The heavier car would because it has more KE. but what if you sped the lighter car up to match the KE of the heavier car , say to 20 mph ( I'm guessing) then which is harder to stop?
In the bullet situation, because velocities are different but the energy is the same I'm starting to think they would penetrate to equal distance.
The one harder to stop it the one with the highest momentum.
Kinetic energy is one half mass times velocity squared .5(m*V^2)
Momentum is mass times velocity m*v
I will convert and use SI units...
5000lb=2267.96kg
10mph=4.47m/s
Kinetic energy is 22.65794kJ (I feel the extra significant digits are important due to the conversion of joules to kilojoules)
So we need to match that with the lighter car.
2000lb=907.18kg
22.65794kJ=22657.94J
Lets work backwards...
22657.94*2=45315.88
45315.88/907.18=49.95
square root of 49.95=7.07m/s
7.07m/s=15.81mph
5000lb car at 10mph has the same energy as a 2000lb car moving 15.81mph
Now lets look at the Momentum (we will ignore the vector quantity aspect, as it is unimportant to our purposes at the moment, we only need the magnitude, not the vector.)

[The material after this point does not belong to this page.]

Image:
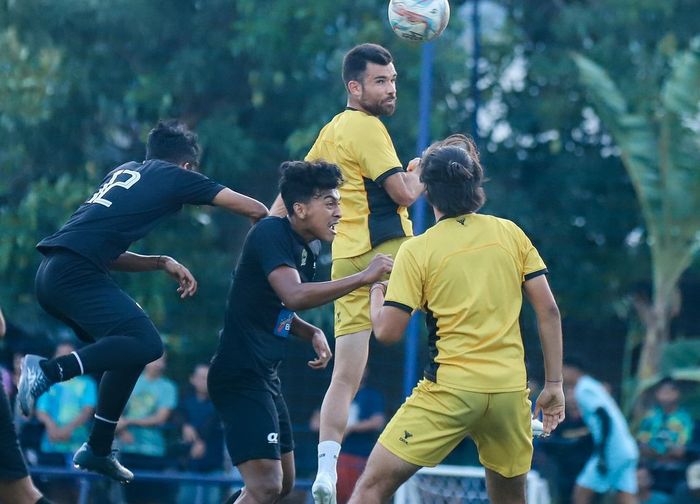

momentum of the 5000lb car
2267.96kg*4.47m/s= 10137.78 kg per m/s
momentum of the 2000lb car
907.18kg*7.07m/s=6413.76 kg per m/s
The 5000lb car has a much larger momentum, and therefore a much larger force will be needed to stop it.
A you can see from the calculations... while energy is the same, momentum is not... To equal momentum you will need much more velocity. Of course energy will also be higher...
The 2000lb car would need to be moving 11.18m/s or 25mph to equal the momentum of the 5000lb car. More than double the speed...
Since force is quantified as acceleration or deceleration... it is has a function of time. Example- 5m/s per second
And since Momentum is a vector quantity, time means movement in the direction of the vector. So given a constant decelerating force, the object with the highest momentum will travel farther before stopping.
This is why heavy for caliber bullets penetrate farther than lighter ones, even ones with higher kinetic energy.
It is also why in hollowpoints that they are more consistent. As every shot fired is slightly different, and forces can be different... more momentum helps ensure better more consistent penetration.
Sectional density comes into play when comparing different calibers. As well as frontal surface area and drag characteristics... Fontal area is larger on higher calibers, and that affects the drag and therefore the deceleration force acting on it.
Any friction between a longer heavier bullet and a shorter lighter one in a given caliber will be minor overall. Given solid non expanding projectiles that is.
Sectional density, frontal surface area and drag, also comes into play in expanding bullets because they change as the round expands.
As a round expands, the decelerating force acting upon it also increases.
This all combines into a very complex set of variables that determine final penetration.